Open a schema that has been alive for three years and read five tables at random. One has created_at and updated_at. The next has only created_at, because it was added during a sprint when nobody was thinking about updates. A third spells it creation_date. One table keeps its foreign keys neatly under the primary key; another has them scattered wherever the ALTER statements happened to land. Every table is a fossil of the day it was designed - who designed it, what they remembered, how much of a hurry they were in.
None of these differences are decisions. Nobody chose five timestamp conventions. The schema drifted, one blank table at a time, and now every reader pays a small tax on every table: is the audit column missing, or just named differently? Is this table soft-deleted? You cannot skim a schema that keeps changing its own rules.
Conventions that live in heads do not survive
Most teams do have a convention. It lives in a wiki page titled “Database Standards”, or in the head of the engineer who wrote the first twenty tables, or in a code review comment from 2023. The problem is where it does not live: in the tool where tables are actually created.
A convention that must be remembered will be forgotten - not out of carelessness, but because designing a table is already a full-attention task. You are thinking about cardinality, about whether this relationship is really 1:N, about what uniquely identifies a row. “Also recall the house rules for audit columns” is exactly the kind of side quest that gets dropped. The blank entity is where drift begins, because blank means every designer starts from their own memory.
The fix is not a better wiki page. It is making the convention the starting point instead of a checklist item.
Templates: the house style, applied before you can forget it
Schemity lets you define entity templates and mark one as active. Every new entity starts with the fields defined in the active template - your id with its type and default, your created_at, updated_at, deleted_at, whatever your team has agreed a table minimally owes its readers. The convention stops being something you apply and becomes something you would have to actively remove.
That inversion is the whole trick. Forgetting now produces a consistent table; only a deliberate act produces an exception. And because you can define multiple templates, “house style” does not have to mean “one style” - a template for regular entities, another for append-only event tables, another for join-heavy reference data. Switch the active template when you switch the kind of table you are designing, and every new entity in a modeling session starts on convention.

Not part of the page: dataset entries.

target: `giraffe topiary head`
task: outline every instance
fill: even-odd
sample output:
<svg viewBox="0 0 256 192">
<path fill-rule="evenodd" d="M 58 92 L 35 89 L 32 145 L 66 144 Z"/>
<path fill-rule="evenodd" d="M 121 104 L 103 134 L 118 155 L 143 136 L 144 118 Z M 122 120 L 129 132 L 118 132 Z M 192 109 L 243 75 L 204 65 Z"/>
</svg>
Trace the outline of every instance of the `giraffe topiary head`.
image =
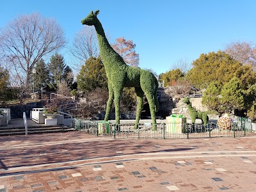
<svg viewBox="0 0 256 192">
<path fill-rule="evenodd" d="M 86 17 L 81 21 L 81 22 L 83 25 L 94 26 L 97 21 L 99 21 L 98 19 L 97 18 L 97 15 L 99 14 L 99 10 L 97 10 L 93 13 L 93 12 L 92 11 Z"/>
<path fill-rule="evenodd" d="M 183 102 L 184 102 L 184 103 L 186 103 L 187 105 L 190 104 L 189 98 L 186 97 L 186 98 L 183 100 Z"/>
</svg>

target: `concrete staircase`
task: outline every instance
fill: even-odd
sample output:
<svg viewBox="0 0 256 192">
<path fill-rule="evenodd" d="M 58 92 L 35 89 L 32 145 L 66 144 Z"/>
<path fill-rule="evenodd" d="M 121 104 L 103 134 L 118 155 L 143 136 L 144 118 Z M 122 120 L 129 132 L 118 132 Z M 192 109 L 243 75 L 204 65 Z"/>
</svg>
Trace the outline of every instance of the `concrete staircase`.
<svg viewBox="0 0 256 192">
<path fill-rule="evenodd" d="M 33 125 L 28 127 L 28 134 L 76 131 L 75 129 L 60 125 Z M 0 127 L 0 136 L 26 134 L 24 126 Z"/>
</svg>

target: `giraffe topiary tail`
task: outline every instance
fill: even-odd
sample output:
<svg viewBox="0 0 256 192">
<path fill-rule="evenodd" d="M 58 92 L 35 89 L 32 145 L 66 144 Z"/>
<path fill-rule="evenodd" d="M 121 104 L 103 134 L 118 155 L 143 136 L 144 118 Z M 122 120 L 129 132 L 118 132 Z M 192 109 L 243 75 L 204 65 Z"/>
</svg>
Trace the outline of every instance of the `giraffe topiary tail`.
<svg viewBox="0 0 256 192">
<path fill-rule="evenodd" d="M 156 84 L 156 88 L 155 88 L 155 92 L 154 93 L 154 100 L 155 101 L 155 105 L 156 105 L 156 112 L 157 112 L 159 108 L 159 104 L 158 103 L 158 100 L 157 97 L 157 92 L 158 90 L 158 81 L 156 78 L 155 78 L 155 84 Z"/>
</svg>

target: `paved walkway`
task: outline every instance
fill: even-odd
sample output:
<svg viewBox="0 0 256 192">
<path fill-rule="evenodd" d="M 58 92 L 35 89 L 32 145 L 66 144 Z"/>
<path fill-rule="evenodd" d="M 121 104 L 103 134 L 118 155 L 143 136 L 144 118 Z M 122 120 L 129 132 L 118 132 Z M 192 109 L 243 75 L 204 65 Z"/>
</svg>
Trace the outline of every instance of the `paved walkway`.
<svg viewBox="0 0 256 192">
<path fill-rule="evenodd" d="M 0 137 L 0 192 L 256 191 L 255 141 Z"/>
</svg>

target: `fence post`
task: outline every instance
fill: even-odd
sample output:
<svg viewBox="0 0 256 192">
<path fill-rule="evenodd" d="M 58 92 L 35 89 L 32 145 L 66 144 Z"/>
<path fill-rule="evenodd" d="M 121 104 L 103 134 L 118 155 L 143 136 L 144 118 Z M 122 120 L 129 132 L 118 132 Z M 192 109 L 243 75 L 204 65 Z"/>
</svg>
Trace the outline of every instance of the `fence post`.
<svg viewBox="0 0 256 192">
<path fill-rule="evenodd" d="M 163 131 L 164 132 L 164 140 L 165 140 L 164 123 L 163 123 Z"/>
</svg>

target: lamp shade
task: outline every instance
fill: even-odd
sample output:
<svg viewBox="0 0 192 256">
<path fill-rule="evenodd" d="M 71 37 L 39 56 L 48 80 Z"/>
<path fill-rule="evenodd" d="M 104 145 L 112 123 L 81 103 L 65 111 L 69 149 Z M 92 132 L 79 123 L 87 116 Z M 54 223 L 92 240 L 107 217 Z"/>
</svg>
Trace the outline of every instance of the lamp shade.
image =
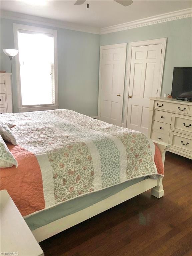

For an ERD tool for software engineers, this is the same idea as a linter or a project scaffold: encode the standard once, in the tool, so humans spend their attention on the parts that are actually different about this table.
The ordering you should never have to think about
Field order sounds cosmetic until you read schemas all day. A table reads like a sentence: identity first, relationships next, the table’s own substance in the middle, bookkeeping at the end. When every table follows that shape, your eyes know where to look. When tables do not, you re-scan every one from the top.
Schemity maintains the shape for you. Add a new field and it is inserted above the timestamp fields - created_at, updated_at, deleted_at conventionally sit at the bottom, and they stay there without you shepherding them. Add a foreign key and it lands right below the primary key, or below the existing foreign keys if there are any. The sentence structure holds, insertion after insertion, and when you do want a custom order, fields reorder with drag and drop or a keyboard shortcut - the default is convention, not a cage.

Foreign keys get the naming treatment too, not just the placement. Each connection carries a foreign key naming convention - snake_case or camelCase - and every foreign key you create by dragging one entity to another is named accordingly. user_id next to orderId in the same schema is the naming version of five timestamp spellings, and it usually happens for the same reason: two people, two days, two habits. Set the convention once on the connection and the drag-and-drop gesture that creates the relationship also gets the name right.
There is a quieter benefit here for anyone who diffs their diagrams. Because Schemity is a local ERD tool storing plain JSON files in Git, consistent field placement means small, readable diffs - a new field shows up as one line in a predictable place, not a reshuffle. Convention in the editor becomes signal in the pull request.
Consistency is copied, not just configured
Sometimes the pattern you want to repeat is not the template but a table you just finished. A products table with its unique constraints, its check constraint, its carefully chosen defaults - and now you need services, which is 80% the same shape. Schemity lets you copy and paste entities and individual fields, so the second table inherits the first one’s decisions instead of your best recollection of them. Duplicate, rename inline with a double-click, adjust the parts that differ, done.
Between templates for the baseline, automatic placement for the shape, and copy-paste for the patterns in between, the schema stops depending on memory. That is really what “ERD best practices” comes down to in daily work - not a document describing consistency, but a data modeling tool where the consistent thing is also the easy thing.
Three years from now someone will open your schema and read five tables at random. Whether they can skim them - or have to decode each one - is being decided now, at the blank entity. Do not start from blank.